What could usefully happen in the UK’s ‘big tent’ conversation on pay

When Julia Hoggett, boss of the London Stock Exchange, asks for a “big tent” conversation on pay, with a broad, “constructive” look at whether the UK market needs to rethink how it remunerates top executives, I just think of a circus.

This debate has become something of a three-ring spectacle. The complaint is that UK investor attitudes to pay are preventing companies from attracting the best people. Investors are responding to client pressure and to government policy, through “say on pay” votes at shareholder meetings and requests for disclosure of pay ratios between bosses and workers. There isn’t a big top big enough to convince the general person or policymaker that an average pay packet of £4.3mn in the FTSE 100 is the root cause of what is holding the country back.

US pay does seem to have pulled ahead in recent years. But that’s in part because pay generally correlates with company size and the US is a bigger market and richer country. UK executive pay still compares favourably to Europe, according to Xavier Baeten at Vlerick Business School, although that is more true for the median CEO than the top performers. In the interests of being constructive, what discussion could usefully take place in Hoggett’s tent?

First, it could get out of the realm of anecdote. “Surprisingly, there’s not a readily available database that enables consistent comparisons of CEO pay in different countries, taking full account of factors like company size, the level of risk in the pay package, and significant differences in local tax and pension regimes,” said Tom Gosling, at London Business School. While we’re at it, how much influence do proxy firms really have in determining how shareholders vote? Estimates for how much of the vote they sway range from 10 to 40 per cent. Complaints about pay are longstanding so how and where is this a real problem for hiring now? 

Second, is there really a one-size-fits-all solution? Some UK-listed companies genuinely play in a global market for top hires, but plenty don’t.

Take education group Pearson, which last week had 46 per cent of investors vote against its pay policy for US-based boss Andy Bird who came from Disney.

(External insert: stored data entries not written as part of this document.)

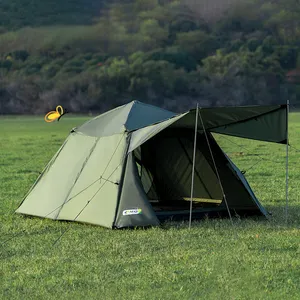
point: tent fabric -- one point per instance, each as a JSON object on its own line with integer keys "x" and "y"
{"x": 78, "y": 183}
{"x": 132, "y": 166}
{"x": 134, "y": 208}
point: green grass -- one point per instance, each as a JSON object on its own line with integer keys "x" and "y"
{"x": 213, "y": 260}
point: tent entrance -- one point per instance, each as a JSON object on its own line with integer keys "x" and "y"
{"x": 164, "y": 165}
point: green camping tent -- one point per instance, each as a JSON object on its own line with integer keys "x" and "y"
{"x": 132, "y": 166}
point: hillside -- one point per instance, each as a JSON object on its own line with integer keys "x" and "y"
{"x": 166, "y": 52}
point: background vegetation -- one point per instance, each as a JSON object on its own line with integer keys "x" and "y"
{"x": 93, "y": 55}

The bulk of its business and employees are in the US, the company and stock are (finally) performing well. But proxy advisers objected to the policy based on UK comparisons and “quantum”, while similar sums are deemed fine stateside for smaller competitors. Hoggett’s complaint about double-standards is reasonable. Does addressing that issue inevitably spill over into higher pay for the entire market?

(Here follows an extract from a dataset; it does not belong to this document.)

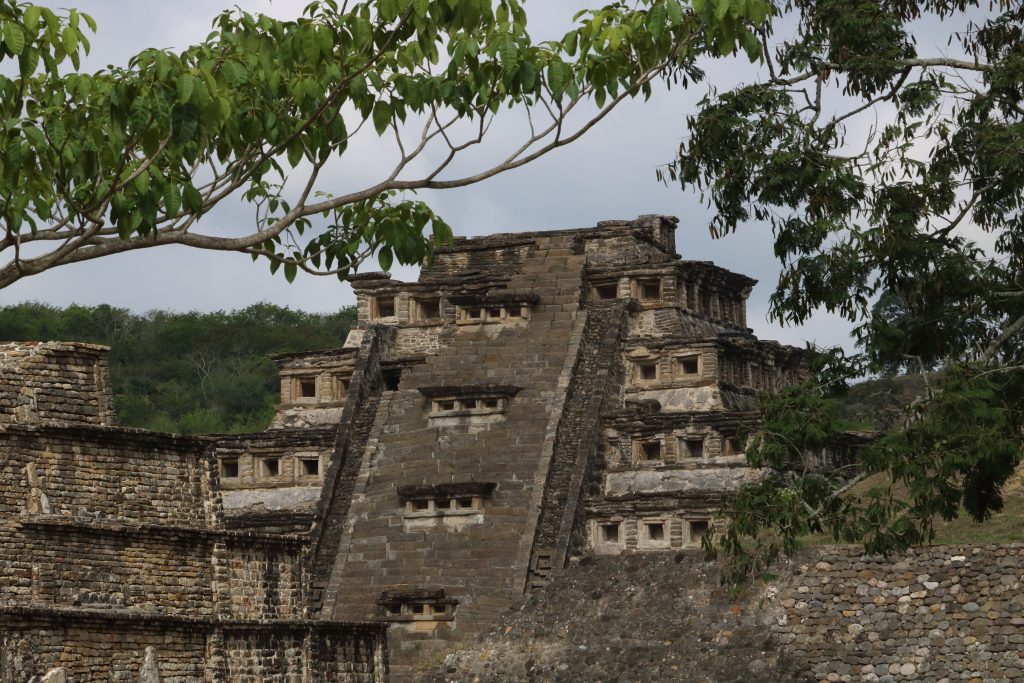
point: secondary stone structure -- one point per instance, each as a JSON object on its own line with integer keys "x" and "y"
{"x": 115, "y": 559}
{"x": 531, "y": 397}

Third, there seems to be a problem with a tortuous process and not just the resulting numbers. Everyone complains that pay takes up too much time and dominates interactions between companies and their investors.

This is partly because investors want to show their workings. It owes something to a — somewhat justified — lack of faith that boards will push back against dominant bosses. It may also be because the typical UK pay model is complex and ill-suited to the company concerned. Efforts to offer simpler alternatives or more flexibility, for example through use of restricted stock, haven’t got far.

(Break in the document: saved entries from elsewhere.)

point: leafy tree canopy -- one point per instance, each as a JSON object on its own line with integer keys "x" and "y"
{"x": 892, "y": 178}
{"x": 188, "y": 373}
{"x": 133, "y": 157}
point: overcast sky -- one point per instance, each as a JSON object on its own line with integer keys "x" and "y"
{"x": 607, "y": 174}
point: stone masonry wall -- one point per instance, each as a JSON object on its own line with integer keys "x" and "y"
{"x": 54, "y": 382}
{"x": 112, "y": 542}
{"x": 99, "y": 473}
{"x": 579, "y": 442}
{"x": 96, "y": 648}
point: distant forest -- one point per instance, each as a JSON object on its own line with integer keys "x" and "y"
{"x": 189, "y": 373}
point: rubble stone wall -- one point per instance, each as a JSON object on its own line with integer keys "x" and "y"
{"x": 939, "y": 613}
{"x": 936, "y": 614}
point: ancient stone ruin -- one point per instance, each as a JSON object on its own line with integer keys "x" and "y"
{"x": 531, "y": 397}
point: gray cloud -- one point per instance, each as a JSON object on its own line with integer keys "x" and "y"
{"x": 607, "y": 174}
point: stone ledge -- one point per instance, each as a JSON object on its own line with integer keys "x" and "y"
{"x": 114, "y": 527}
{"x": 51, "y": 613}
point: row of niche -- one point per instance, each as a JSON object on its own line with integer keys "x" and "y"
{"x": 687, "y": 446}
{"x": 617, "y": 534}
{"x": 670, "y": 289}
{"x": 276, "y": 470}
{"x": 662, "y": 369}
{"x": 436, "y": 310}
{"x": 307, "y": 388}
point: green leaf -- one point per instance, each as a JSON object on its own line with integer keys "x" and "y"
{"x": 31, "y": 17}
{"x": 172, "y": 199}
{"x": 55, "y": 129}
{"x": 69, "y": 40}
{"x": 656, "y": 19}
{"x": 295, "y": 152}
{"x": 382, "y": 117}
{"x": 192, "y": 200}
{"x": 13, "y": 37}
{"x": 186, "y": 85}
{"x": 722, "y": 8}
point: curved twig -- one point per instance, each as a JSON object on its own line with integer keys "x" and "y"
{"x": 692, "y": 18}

Fourth, the asset management industry needs to grapple with its own divisions. The idea of a sector torn between money managers and governance fanatics may be overblown: research from London Business School found the proportion of portfolio managers and governance experts that thought pay too high was remarkably similar, both north of 70 per cent. But there is obvious ill feeling and furious debate within the sector about how it handles pay issues, a boil that probably needs lancing.

Fifth, does rethinking pay chime with the “scrappy and hungry” market that Hoggett herself wants London to become? Boards should have to make the case for unusual packages, and take some investor dissent on the chin. Executives should have to earn their way into blockbuster numbers on the back of success, not on the promise of it. Both happened with Pascal Soriot at AstraZeneca — successfully, according to the chair this week. Higher pay for sluggish performance doesn’t fit with an entrepreneurial, upstart image.

Debating pay is a high-wire act, one that risks entrenching division within the City and provoking a backlash outside it. Plaudits to Hoggett for taking it on. She’ll do well to avoid a clown show.